Law And The Judiciary

Courts Overturn Lawyers' Huge Fees

In suits ranging from recent tobacco litigation to ordinary auto accidents, clients are beginning to get some relief from staggering legal fees.

In a landmark ruling, a Colorado appeals court several years ago upheld a verdict against a lawyer who had pocketed one-third of a quick $100,000 settlement against an insurance company. His client, an 80-year-old woman who had fractured her skull in an auto accident and been hospitalized for five weeks, sued the lawyer on the grounds that his cut -- customary under the circumstances -- amounted to highway robbery.

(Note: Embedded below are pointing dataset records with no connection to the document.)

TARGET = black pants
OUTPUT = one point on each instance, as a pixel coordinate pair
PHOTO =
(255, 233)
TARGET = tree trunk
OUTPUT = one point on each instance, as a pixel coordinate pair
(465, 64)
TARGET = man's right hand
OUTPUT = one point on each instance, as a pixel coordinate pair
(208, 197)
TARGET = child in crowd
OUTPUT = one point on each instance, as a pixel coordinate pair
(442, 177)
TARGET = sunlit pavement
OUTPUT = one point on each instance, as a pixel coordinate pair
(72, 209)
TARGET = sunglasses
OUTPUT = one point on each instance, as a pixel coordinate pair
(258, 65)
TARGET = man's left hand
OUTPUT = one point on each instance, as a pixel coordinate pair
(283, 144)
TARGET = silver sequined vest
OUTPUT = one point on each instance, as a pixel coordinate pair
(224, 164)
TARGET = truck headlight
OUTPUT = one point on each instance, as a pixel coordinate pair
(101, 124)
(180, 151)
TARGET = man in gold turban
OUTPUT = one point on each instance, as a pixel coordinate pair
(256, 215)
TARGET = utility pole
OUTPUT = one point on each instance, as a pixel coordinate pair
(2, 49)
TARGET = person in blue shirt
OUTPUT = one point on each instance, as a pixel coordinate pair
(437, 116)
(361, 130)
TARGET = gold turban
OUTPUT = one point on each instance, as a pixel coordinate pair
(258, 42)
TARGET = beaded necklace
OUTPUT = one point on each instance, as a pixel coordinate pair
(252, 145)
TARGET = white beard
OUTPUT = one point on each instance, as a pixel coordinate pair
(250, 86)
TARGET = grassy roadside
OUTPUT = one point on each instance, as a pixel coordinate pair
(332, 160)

  • Experts say the case marks the first time that an appeals court has ruled that charging a standard contingency fee in a personal injury case devoid of any risk is illegal and unethical.

  • Last month, an Iowa lawyer was suspended from practice for six months for trying to take one-third of a workers' compensation claim -- in which he had devoted just 20 hours to his client's case.

  • A Tennessee court recently slashed the contingency fee of a lawyer in a probate case -- finding the fee worked out to an "unreasonable, exorbitant and improbable" $950 an hour.

  • A Florida judge recently nullified a fee contract that would have given private lawyers 25 percent of an $11.3 billion tobacco settlement they won for the state last summer.

Legal experts say the judges are dusting off ethical rules that limit lawyers to charging "reasonable" fees, no matter what their contracts say. Lawyers are being required to tell their clients up front that hourly rates may save them a lot of money.

Supporters of contingency fee arrangements say they are justified because they allow people who do not have the funds up front to obtain legal representation. And since clients aren't charged anything unless a recovery is made on their behalf, lawyers argue they're entitled to a premium over hourly rates for risking earning nothing in a losing cause.